Tentenno e a pugni chiusi mi sforzo di dimenticare il dolore.
Dondola nei miei pensieri e la curva altalenante segue lo scricchiolìo della fragile porta che tende ad aprirsi in tutto il suo soffrire.
Ogni attimo è irresistibile, vorrei non pensarci ma il pensiero è sempre legato a quella piccolissima speranza, che passi, che tutto finisca al più presto.
Flebile, minuscola speranza che col passar del tempo si assottiglia e intanto comincio a sanguinare sentendo nella mia bocca l’odore acre del mio stesso sangue.
Mi sveglio ogni mattina cercando di nascondere il dolore a chi mi sta vicino e ai miei compagni, che mi hanno visto forte e orgoglioso mentre ora, un chiodo fisso, quell’essere minuto e candido è in grado di farmi torcere le budella.
Quanto odio questa sensazione d’impotenza conosco bene come andrà a finire, mi lascerà presto, lasciandomi un vuoto, una cicatrice che solo il tempo riuscirà a rimarginare.

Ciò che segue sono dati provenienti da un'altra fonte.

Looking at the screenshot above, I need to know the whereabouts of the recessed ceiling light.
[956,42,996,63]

Durante il giorno mi abbandona raramente, poiché basta un dolce momento o anche uno estremamente duro per farmi tornare a risentire quella scossa elettrica che mi scuote facendomi saltare i nervi.
Rimpiango i momenti in cui il nostro legame era solido e mordevamo la vita spensieratamente azzannando ogni frutto proibito con tale forza e tenacia che il sorriso della spensieratezza mai ci abbandonava.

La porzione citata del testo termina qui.